1. You should try to build the best, bagging-based model (this includes random forests) to predict age.

2. The UC Irvine Machine Learning Repository classifies this dataset as a "classification" dataset, but age is stored as a numeric (albeit discrete-valued) variable. So, I think it could maybe be reasonable to treat this as a regression problem.

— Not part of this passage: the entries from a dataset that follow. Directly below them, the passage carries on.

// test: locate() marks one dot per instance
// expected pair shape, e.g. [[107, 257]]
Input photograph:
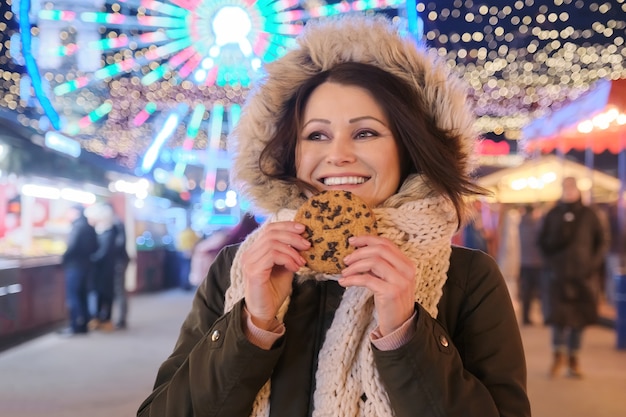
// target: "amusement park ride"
[[155, 84]]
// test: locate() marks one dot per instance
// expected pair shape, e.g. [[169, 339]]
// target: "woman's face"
[[346, 143]]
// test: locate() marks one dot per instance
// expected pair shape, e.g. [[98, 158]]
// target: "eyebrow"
[[356, 119]]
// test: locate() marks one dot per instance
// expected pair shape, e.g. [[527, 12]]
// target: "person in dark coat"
[[103, 261], [121, 263], [412, 326], [571, 241], [530, 261], [81, 244]]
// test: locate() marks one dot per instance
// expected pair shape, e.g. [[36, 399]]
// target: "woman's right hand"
[[268, 266]]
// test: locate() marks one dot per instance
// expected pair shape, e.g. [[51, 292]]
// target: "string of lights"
[[521, 59]]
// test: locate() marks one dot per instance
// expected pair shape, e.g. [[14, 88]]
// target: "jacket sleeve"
[[214, 370], [475, 367]]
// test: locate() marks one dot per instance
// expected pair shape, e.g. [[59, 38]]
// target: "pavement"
[[109, 374]]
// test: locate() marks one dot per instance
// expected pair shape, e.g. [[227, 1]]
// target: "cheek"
[[303, 161]]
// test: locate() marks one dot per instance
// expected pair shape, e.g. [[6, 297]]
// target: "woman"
[[412, 327]]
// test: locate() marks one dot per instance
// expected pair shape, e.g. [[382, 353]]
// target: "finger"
[[381, 259], [288, 233], [265, 258]]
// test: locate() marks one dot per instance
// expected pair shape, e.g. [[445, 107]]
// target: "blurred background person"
[[207, 249], [530, 261], [120, 298], [102, 218], [571, 241], [81, 244]]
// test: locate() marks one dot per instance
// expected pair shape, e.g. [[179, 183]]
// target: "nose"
[[341, 151]]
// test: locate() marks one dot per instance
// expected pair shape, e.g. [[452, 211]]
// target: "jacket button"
[[215, 336], [444, 341]]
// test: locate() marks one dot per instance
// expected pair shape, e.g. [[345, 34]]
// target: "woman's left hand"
[[379, 265]]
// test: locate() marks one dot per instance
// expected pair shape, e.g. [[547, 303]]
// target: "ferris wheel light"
[[199, 75], [207, 63]]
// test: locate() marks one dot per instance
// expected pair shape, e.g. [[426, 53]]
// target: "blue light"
[[31, 66]]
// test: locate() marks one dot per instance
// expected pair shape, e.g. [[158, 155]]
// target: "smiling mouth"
[[344, 180]]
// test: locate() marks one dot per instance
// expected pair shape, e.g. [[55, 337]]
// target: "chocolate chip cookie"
[[331, 217]]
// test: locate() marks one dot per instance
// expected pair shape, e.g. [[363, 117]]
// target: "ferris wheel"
[[146, 81]]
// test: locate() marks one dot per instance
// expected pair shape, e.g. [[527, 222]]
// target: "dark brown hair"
[[424, 147]]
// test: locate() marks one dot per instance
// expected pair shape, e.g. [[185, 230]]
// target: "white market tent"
[[539, 180]]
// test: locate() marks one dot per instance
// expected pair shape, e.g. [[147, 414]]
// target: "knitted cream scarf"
[[422, 229]]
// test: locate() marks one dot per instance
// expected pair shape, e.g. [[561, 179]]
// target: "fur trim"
[[322, 45]]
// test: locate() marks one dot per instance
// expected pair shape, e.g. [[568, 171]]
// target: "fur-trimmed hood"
[[322, 45]]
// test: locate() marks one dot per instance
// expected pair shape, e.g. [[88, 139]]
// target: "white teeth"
[[344, 180]]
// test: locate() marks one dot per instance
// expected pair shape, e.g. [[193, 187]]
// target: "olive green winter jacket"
[[467, 362]]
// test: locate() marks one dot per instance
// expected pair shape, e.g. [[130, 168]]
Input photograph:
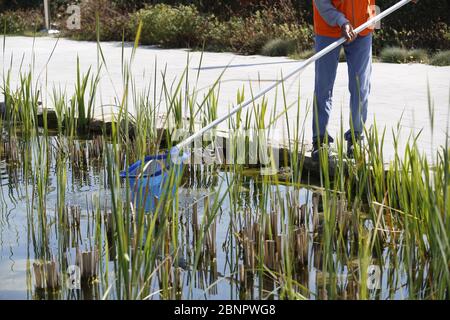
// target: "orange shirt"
[[357, 12]]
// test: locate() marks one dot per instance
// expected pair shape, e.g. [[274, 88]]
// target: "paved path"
[[399, 92]]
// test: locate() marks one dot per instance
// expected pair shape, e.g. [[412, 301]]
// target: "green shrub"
[[278, 47], [179, 26], [441, 59], [113, 25], [394, 55], [401, 55], [19, 22], [418, 56]]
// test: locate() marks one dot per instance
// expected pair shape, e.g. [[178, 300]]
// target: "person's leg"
[[326, 69], [359, 61]]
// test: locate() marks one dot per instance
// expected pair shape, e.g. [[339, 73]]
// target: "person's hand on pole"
[[348, 32]]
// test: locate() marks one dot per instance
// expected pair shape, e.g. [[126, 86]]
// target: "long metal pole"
[[47, 16], [305, 63]]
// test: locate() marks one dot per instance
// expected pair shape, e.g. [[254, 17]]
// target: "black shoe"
[[351, 147], [322, 146]]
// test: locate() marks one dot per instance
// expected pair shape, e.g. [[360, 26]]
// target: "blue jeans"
[[359, 60]]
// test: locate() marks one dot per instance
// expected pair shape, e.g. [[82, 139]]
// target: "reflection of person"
[[332, 20]]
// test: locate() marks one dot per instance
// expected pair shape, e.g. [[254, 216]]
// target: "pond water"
[[225, 271]]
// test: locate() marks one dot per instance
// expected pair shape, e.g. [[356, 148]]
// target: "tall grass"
[[282, 236]]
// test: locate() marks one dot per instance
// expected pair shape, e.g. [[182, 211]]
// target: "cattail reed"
[[88, 262], [46, 275]]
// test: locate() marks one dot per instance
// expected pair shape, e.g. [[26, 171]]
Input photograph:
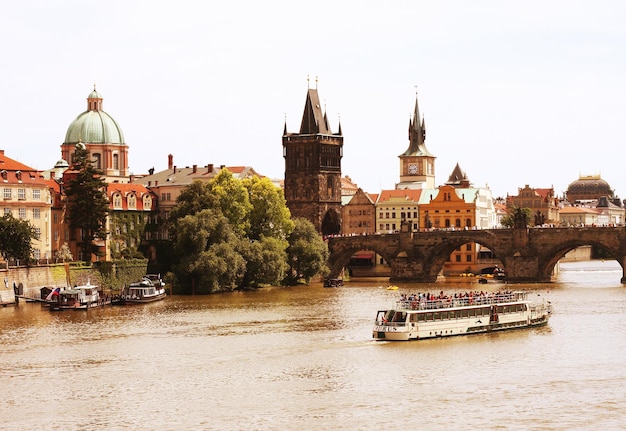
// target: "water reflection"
[[303, 358]]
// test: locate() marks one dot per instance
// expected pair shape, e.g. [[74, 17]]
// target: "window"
[[97, 162]]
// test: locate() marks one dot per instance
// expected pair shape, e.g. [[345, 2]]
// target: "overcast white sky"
[[516, 92]]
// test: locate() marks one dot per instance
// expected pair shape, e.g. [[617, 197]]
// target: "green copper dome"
[[94, 126]]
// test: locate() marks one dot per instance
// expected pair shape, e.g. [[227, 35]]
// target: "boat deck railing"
[[464, 301]]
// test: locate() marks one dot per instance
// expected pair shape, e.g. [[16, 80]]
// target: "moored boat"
[[429, 316], [142, 292], [76, 298]]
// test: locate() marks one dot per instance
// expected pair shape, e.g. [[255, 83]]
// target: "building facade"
[[313, 169], [27, 195], [543, 204]]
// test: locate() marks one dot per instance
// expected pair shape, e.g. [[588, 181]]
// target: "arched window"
[[97, 161]]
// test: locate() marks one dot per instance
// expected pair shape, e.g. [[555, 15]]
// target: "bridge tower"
[[417, 164], [313, 169]]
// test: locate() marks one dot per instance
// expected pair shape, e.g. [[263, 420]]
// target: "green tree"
[[231, 197], [307, 253], [87, 203], [517, 218], [192, 199], [207, 250], [269, 216], [266, 261], [16, 238]]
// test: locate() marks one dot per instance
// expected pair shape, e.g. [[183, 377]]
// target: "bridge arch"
[[440, 254], [551, 256]]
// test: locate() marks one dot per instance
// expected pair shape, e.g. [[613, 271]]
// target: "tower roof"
[[94, 126], [458, 178], [417, 135], [314, 120]]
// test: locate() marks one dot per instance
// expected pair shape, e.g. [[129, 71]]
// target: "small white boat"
[[429, 316], [75, 298], [142, 292]]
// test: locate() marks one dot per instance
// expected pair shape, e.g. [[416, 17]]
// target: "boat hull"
[[411, 320]]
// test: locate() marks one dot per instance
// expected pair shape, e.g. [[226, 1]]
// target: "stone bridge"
[[528, 255]]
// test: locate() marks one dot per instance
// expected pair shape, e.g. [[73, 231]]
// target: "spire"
[[313, 120], [417, 134]]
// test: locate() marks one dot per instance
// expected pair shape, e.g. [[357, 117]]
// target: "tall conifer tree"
[[87, 203]]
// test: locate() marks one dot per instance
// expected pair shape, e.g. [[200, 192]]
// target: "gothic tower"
[[417, 165], [313, 169]]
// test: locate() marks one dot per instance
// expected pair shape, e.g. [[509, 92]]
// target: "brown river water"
[[303, 358]]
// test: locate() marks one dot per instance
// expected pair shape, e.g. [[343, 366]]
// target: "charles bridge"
[[528, 255]]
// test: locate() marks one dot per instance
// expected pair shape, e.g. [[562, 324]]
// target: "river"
[[302, 358]]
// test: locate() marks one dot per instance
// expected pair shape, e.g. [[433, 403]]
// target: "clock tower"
[[313, 169], [417, 164]]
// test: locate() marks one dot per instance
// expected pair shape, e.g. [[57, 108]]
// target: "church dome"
[[588, 188], [94, 126]]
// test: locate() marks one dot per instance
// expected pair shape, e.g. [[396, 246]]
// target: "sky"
[[516, 92]]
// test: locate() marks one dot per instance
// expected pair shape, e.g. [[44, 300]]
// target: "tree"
[[231, 197], [192, 199], [307, 253], [207, 249], [16, 238], [517, 218], [87, 203], [266, 261], [269, 216]]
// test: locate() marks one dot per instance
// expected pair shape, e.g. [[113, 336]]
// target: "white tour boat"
[[143, 291], [75, 298], [428, 316]]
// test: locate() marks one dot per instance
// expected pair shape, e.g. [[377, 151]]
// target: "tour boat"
[[142, 292], [75, 298], [429, 316]]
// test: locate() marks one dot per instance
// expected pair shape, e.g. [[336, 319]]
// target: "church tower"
[[103, 138], [417, 165], [313, 169]]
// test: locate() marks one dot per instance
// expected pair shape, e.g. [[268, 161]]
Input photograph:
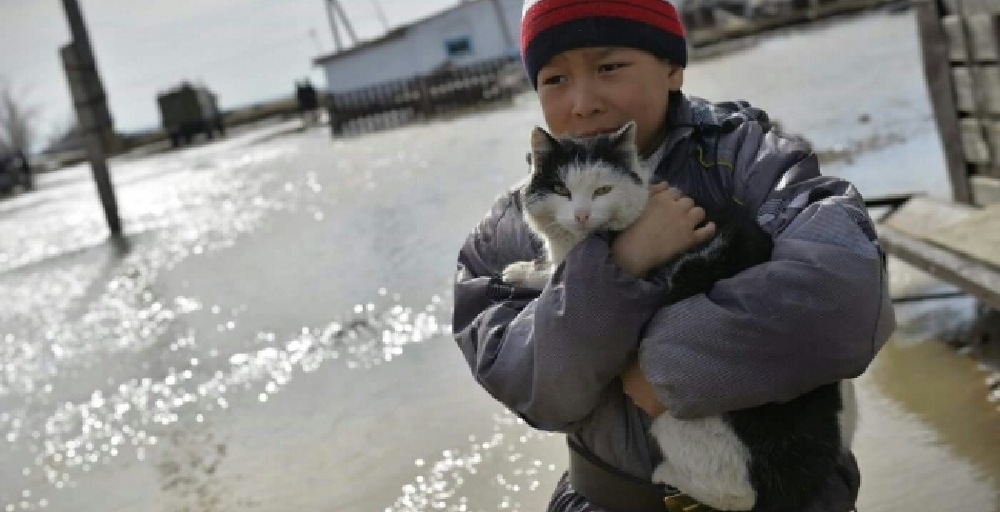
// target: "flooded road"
[[274, 334]]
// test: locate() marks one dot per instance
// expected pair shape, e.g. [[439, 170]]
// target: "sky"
[[244, 50]]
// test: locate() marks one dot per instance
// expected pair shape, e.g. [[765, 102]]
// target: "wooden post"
[[937, 69], [93, 117]]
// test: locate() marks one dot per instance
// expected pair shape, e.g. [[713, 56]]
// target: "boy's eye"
[[600, 191]]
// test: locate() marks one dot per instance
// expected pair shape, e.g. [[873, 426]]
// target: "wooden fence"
[[395, 103], [712, 21], [960, 44]]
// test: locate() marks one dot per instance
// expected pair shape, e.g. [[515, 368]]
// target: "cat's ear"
[[624, 138], [541, 145]]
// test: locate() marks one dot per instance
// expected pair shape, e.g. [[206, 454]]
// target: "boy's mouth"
[[594, 133]]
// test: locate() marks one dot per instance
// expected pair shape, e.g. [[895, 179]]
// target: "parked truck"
[[188, 110]]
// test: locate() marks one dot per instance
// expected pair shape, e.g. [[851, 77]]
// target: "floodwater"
[[273, 335]]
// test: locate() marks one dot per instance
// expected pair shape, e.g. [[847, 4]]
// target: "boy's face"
[[586, 91]]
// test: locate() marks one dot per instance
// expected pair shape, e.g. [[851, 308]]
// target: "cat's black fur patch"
[[562, 153], [794, 446]]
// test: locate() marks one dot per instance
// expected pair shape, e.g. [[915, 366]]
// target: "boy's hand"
[[640, 390], [666, 229]]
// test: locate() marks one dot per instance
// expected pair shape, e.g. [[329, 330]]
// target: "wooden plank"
[[955, 34], [937, 70], [974, 277], [972, 37], [923, 215], [976, 236], [987, 170], [971, 6], [976, 140], [985, 190], [985, 79], [983, 30]]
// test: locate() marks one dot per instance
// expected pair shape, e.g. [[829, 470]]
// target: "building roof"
[[392, 35]]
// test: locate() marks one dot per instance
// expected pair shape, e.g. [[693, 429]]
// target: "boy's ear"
[[541, 145]]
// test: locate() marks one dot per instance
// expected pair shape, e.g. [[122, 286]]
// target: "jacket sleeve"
[[815, 314], [548, 356]]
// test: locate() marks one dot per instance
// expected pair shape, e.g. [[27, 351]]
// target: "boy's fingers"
[[705, 232]]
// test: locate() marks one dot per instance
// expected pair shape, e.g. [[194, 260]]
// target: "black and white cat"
[[769, 458]]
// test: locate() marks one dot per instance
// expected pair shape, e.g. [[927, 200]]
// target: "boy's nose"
[[586, 101]]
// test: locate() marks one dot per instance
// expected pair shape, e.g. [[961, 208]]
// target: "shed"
[[467, 33]]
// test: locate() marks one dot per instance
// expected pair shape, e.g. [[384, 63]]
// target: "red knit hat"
[[550, 27]]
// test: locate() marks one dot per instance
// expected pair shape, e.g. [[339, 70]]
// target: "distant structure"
[[470, 32]]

It's up to you!

Submit your HTML or .ipynb file here.

In [4]:
import pandas as pd
import numpy as np
from sklearn.model_selection import train_test_split, GridSearchCV, cross_val_score, RepeatedStratifiedKFold, RepeatedKFold
from sklearn.compose import make_column_selector, ColumnTransformer
from sklearn.preprocessing import StandardScaler, OneHotEncoder, PolynomialFeatures
from sklearn.metrics import (confusion_matrix, accuracy_score, precision_score,
                             recall_score, roc_auc_score, f1_score, roc_curve, classification_report, 
                             cohen_kappa_score)
from sklearn.neighbors import KNeighborsClassifier
from sklearn.tree import DecisionTreeClassifier
from sklearn.pipeline import Pipeline
import matplotlib.pyplot as plt
from sklearn.linear_model import LogisticRegression
import warnings
from sklearn.exceptions import ConvergenceWarning
from sklearn.ensemble import BaggingClassifier, RandomForestClassifier
import seaborn as sns
from sklearn.ensemble import BaggingRegressor

#suppress convergence warnings
warnings.simplefilter("ignore", ConvergenceWarning)
pd.options.mode.chained_assignment = None

In [5]:
# load in the data

column_names = [
    'Sex', 'Length', 'Diameter', 'Height',
    'WholeWeight', 'ShuckedWeight',
    'VisceraWeight', 'ShellWeight', 'Rings'
]
abalone = pd.read_csv("abalone.data", header=None, names=column_names)


## Bagging Classification

In [None]:
X = pd.get_dummies(abalone.drop("Rings", axis=1), drop_first=True)
y = abalone["Rings"]

model = BaggingClassifier()

# evaluate the model
cv = RepeatedStratifiedKFold(n_splits=10, n_repeats=3, random_state=1)
n_scores = cross_val_score(model, X, y, scoring='accuracy', cv=cv, n_jobs=-1, error_score='raise')
# report performance
print('Accuracy: %.3f (%.3f)' % (np.mean(n_scores), np.std(n_scores)))



Accuracy: 0.233 (0.021)


In [11]:
model.fit(X, y)
predictions = model.predict(X)
avg_pred = np.mean(predictions)
avg_pred

np.float64(9.915250179554704)

## Bagging Regressor

In [8]:
# define the model
model2 = BaggingRegressor()
# evaluate the model
cv = RepeatedKFold(n_splits=10, n_repeats=3, random_state=1)
n_scores = cross_val_score(model2, X, y, scoring='neg_mean_absolute_error', cv=cv, n_jobs=-1, error_score='raise')
# report performance
print('MAE: %.3f (%.3f)' % (np.mean(n_scores), np.std(n_scores)))

MAE: -1.619 (0.074)


In [10]:

model2.fit(X, y)
predictions = model2.predict(X)
avg_pred = np.mean(predictions)
avg_pred

np.float64(9.948288245152023)

For the bagging regression model, the predicted average rings is approximately 9.95.